This Worm Has 100 Butts

This Worm Has 100 Butts

In Greek mythology, the hydra is a creature with many heads. In Norse mythology, Odin rides Sleipnir — a horse with many legs. And in the warm, coastal waters of Australia lives Ramisyllis multicaudata, the worm with many butts.

The creature is shaped somewhat like a tree, with a single head and a body that branches over and over again, each bifurcation gifted with its very own anus. Now, new research on the innards of this mysterious, multi-bottomed beast reveals that it’s even stranger on the inside.

Ramisyllis and one other related branching worm — Syllis — are found exclusively within the pores and canals inside marine sponges. They place their head somewhere near the sponge’s base and run their branched body through tunnels, extending to the outside of the sponge. M. Teresa Aguado, an evolutionary biologist at the University of Göttingen in Germany, and her colleagues think the worm’s forked figure is perfectly adapted for life in this Swiss cheese labyrinth. The branched body wouldn’t be suitable for swimming around in the outside ocean waters.

“However, living inside the sponge, the animal is protected, and explores the canals and easily moves inside,” said Aguado.

While scientists had gathered some understanding of Ramisyllis’ external anatomy since its discovery in 2006, little was known about how the worm’s insides were put together. So, Aguado and a team of researchers from Australia, Spain, and Germany found wild sponges containing the one-worm tangles and brought them into the lab.

There, the researchers used a combination of different imaging strategies to examine the worms and their porous abodes. They used a 3D X-ray method to see how Ramisyllis is arranged within its sponge host. The team also dissected the worms out of the sponges and used different types of microscopes to peer into Ramisyllis’ insides.

Their results — published recently in the Journal of Morphology — revealed that the worms’ rear ends are legion.

This Worm Has 100 Butts

“We were able to count more than 500 [branches] in one specimen, but we think that they can easily reach 1,000,” said Aguado.

The team also found that the worms’ branching is well beyond skin deep. Incredibly, every time Ramisyllis forks itself, all the internal organs divide, too: The gut, the nerves, everything splits and runs the length of the branch. This also creates a unique, muscular band or “bridge” that threads between the organs every time the critter splits. These bridges can visually demarcate Ramisyllis’ main trunk, which is pretty useful when you’re observing an animal shaped like a tumbleweed.

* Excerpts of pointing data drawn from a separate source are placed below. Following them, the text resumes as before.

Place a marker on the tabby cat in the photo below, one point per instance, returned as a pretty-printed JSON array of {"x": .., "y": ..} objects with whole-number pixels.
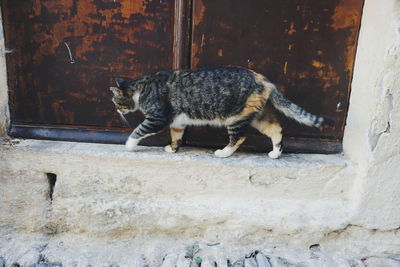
[{"x": 237, "y": 98}]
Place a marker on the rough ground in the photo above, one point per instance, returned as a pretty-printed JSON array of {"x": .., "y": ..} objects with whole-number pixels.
[{"x": 212, "y": 255}]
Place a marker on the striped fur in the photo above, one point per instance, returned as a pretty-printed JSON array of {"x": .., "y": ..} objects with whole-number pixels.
[{"x": 235, "y": 98}]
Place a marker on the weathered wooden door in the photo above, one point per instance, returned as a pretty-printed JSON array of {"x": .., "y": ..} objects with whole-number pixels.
[{"x": 67, "y": 52}]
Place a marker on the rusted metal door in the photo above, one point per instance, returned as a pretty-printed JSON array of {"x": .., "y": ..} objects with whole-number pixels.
[{"x": 66, "y": 52}]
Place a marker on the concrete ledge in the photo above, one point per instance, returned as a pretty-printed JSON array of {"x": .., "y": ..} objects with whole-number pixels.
[{"x": 104, "y": 190}]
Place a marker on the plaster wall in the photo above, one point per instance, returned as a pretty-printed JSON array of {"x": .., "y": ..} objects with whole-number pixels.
[{"x": 372, "y": 133}]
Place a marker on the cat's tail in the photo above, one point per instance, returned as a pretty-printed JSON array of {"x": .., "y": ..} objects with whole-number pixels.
[{"x": 295, "y": 112}]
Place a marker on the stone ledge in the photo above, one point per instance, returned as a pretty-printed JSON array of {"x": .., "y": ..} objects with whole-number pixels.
[
  {"x": 239, "y": 159},
  {"x": 104, "y": 190}
]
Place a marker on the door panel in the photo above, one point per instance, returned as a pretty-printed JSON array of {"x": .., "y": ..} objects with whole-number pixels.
[
  {"x": 65, "y": 54},
  {"x": 306, "y": 48}
]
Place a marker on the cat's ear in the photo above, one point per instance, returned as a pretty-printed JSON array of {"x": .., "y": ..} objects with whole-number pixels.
[
  {"x": 116, "y": 91},
  {"x": 119, "y": 81}
]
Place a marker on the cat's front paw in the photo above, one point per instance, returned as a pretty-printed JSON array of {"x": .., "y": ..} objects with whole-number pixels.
[
  {"x": 131, "y": 144},
  {"x": 222, "y": 153},
  {"x": 169, "y": 149},
  {"x": 274, "y": 154}
]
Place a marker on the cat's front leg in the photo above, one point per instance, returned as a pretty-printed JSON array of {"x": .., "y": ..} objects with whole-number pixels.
[
  {"x": 150, "y": 126},
  {"x": 176, "y": 139}
]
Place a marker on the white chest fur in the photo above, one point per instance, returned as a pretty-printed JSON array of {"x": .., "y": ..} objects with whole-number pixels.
[{"x": 136, "y": 99}]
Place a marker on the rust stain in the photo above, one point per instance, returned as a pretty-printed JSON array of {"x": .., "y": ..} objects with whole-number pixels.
[
  {"x": 285, "y": 68},
  {"x": 199, "y": 10},
  {"x": 132, "y": 7},
  {"x": 346, "y": 14},
  {"x": 292, "y": 29},
  {"x": 317, "y": 64}
]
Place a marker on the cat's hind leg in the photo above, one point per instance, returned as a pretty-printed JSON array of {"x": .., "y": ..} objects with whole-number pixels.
[
  {"x": 274, "y": 131},
  {"x": 236, "y": 138},
  {"x": 176, "y": 139}
]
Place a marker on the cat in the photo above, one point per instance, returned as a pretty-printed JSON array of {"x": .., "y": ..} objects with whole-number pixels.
[{"x": 234, "y": 97}]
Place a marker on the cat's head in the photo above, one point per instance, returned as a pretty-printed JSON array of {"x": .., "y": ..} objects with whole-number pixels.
[{"x": 123, "y": 95}]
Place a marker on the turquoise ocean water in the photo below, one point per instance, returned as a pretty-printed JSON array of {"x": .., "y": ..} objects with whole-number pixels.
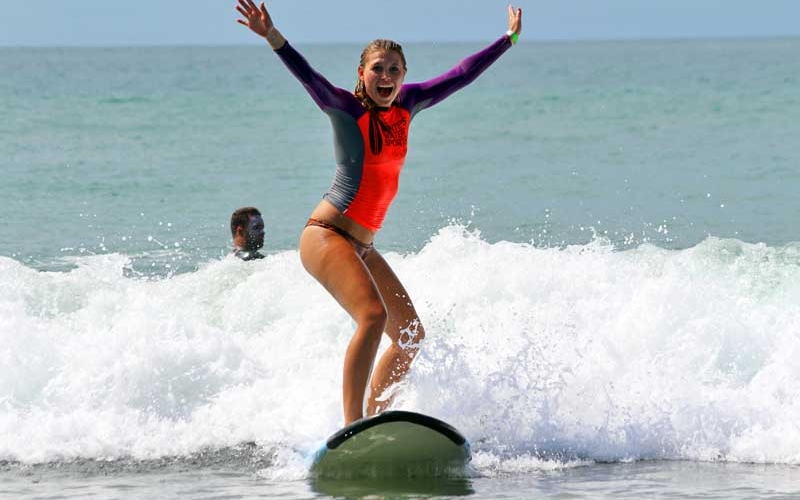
[{"x": 601, "y": 238}]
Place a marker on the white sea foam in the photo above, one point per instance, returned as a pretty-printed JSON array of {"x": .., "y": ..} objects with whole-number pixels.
[{"x": 540, "y": 356}]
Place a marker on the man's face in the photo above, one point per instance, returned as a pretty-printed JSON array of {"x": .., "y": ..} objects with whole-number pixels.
[{"x": 254, "y": 233}]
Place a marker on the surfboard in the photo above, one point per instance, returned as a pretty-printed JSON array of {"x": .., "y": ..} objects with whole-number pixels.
[{"x": 393, "y": 444}]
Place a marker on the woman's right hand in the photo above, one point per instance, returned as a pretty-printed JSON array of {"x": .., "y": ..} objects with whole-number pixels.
[{"x": 257, "y": 19}]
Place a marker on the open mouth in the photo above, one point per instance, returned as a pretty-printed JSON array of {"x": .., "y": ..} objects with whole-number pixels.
[{"x": 385, "y": 91}]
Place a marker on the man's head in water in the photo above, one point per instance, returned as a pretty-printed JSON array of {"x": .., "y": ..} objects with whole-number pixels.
[{"x": 247, "y": 230}]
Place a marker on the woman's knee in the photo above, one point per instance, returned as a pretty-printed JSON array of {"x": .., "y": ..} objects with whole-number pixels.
[{"x": 411, "y": 335}]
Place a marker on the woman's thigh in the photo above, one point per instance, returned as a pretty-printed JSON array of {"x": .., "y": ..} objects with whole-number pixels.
[{"x": 332, "y": 261}]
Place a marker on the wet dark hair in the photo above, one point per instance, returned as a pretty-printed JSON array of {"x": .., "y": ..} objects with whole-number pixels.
[
  {"x": 379, "y": 44},
  {"x": 241, "y": 217}
]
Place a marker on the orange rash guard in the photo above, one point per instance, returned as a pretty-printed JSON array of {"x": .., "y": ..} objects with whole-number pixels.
[{"x": 370, "y": 146}]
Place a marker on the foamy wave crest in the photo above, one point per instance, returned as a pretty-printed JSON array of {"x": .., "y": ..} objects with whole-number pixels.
[{"x": 540, "y": 356}]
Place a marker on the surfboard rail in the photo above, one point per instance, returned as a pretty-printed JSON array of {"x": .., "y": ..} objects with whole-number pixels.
[{"x": 394, "y": 443}]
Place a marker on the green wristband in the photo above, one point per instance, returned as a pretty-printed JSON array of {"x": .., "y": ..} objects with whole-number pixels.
[{"x": 513, "y": 36}]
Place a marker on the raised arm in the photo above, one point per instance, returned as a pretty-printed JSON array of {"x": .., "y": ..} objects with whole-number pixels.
[
  {"x": 418, "y": 96},
  {"x": 325, "y": 94},
  {"x": 260, "y": 22}
]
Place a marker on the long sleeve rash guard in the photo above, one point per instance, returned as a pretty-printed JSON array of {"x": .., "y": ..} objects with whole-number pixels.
[{"x": 370, "y": 147}]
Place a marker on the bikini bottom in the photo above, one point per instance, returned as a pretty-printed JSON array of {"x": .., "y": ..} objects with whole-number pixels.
[{"x": 361, "y": 248}]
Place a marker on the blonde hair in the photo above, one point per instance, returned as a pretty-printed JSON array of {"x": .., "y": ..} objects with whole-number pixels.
[{"x": 380, "y": 44}]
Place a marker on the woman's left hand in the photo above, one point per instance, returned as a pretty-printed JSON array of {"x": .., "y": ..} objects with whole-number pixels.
[{"x": 515, "y": 19}]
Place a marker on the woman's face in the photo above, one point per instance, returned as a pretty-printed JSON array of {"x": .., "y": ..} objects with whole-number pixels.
[{"x": 382, "y": 74}]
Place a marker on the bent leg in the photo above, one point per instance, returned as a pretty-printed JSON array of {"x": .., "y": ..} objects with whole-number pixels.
[
  {"x": 331, "y": 259},
  {"x": 403, "y": 327}
]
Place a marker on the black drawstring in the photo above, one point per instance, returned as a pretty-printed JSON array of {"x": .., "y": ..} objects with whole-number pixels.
[{"x": 377, "y": 128}]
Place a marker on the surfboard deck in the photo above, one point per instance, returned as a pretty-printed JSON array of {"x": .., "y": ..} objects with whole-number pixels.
[{"x": 393, "y": 444}]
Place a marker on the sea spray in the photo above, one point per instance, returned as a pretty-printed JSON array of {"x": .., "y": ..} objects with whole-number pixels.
[{"x": 540, "y": 356}]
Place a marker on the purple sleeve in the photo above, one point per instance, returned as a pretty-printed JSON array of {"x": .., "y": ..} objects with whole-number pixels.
[
  {"x": 418, "y": 96},
  {"x": 325, "y": 94}
]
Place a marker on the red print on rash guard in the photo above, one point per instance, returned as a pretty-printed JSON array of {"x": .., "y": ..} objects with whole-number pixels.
[{"x": 370, "y": 146}]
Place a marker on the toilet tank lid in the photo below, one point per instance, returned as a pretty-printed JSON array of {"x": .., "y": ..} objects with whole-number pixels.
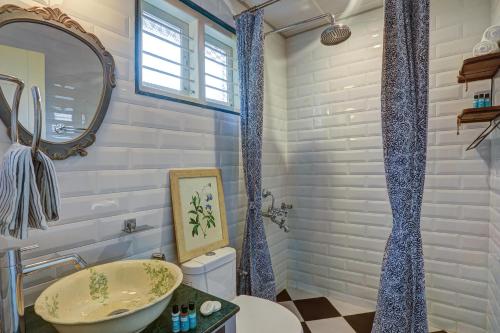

The farther you get away from the head, the weirder the worm gets. Aguado and her colleagues were able to closely examine the tips of the branches, which are crucial for the species’ reproduction.

When Ramisyllis decides it’s time to procreate, its abundance of wandering derrières go through a transformation. The branch ends basically convert into genitals, filling with eggs or sperm. These reproductive units (or “stolons”) grow eyes and their own brains. When mature, the stolons detach and swim away, their freshly acquired “head” and eyes steering them to mate with stolons of the opposite sex. What started as a wriggling snarl of buttholes becomes a swarm of autonomous, sex-seeking torpedoes.

This Worm Has 100 Butts

Non-branching worms in same family as Ramisyllis also use stolons in a similar manner, Aguado points out. But Ramisyllis is unique in the sheer volume of its carnal armada, thanks to its many hundreds of body branches.

Alexander Tzetlin, an invertebrate zoologist at Moscow State University in Russia who was not involved with this study, lauds the research, noting the obstacles in studying animals like Ramisyllis.

“In many cases, marine annelid [worms] are a very difficult object for research and observation, because they lead a secretive lifestyle,” said Tzetlin. “They live in shelters in pipes, burrows, or they simply dig in the thickness of the sediment, almost never appearing on the surface.”

Tzetlin also points out one big remaining mystery with Ramisyllis: its diet. No food has ever been found inside the worms’ intestines, just empty visceral real estate. It’s particularly baffling in an animal so ludicrously rich in anuses. There’s an awful lot of digestive infrastructure here to be building intestines to nowhere.

“We don’t know how this animal keeps its huge body having only one minute mouth,” says Aguado. “It may use the organic material in water that goes inside the [sponge] canals due to the currents generated by the sponge.”

Previous research showed that Ramisyllis has lots of long, microscopic extensions from its outer covering. These may absorb nutrients straight from the water.

Aguado says she and her colleagues are designing experiments to address this feeding question. The team is also investigating how genes are expressed in different parts of the worm’s branching body and in its relatives, gaining insight into how a creature with but one rear gave rise to Ramisyllis’ majestic bramble of butts.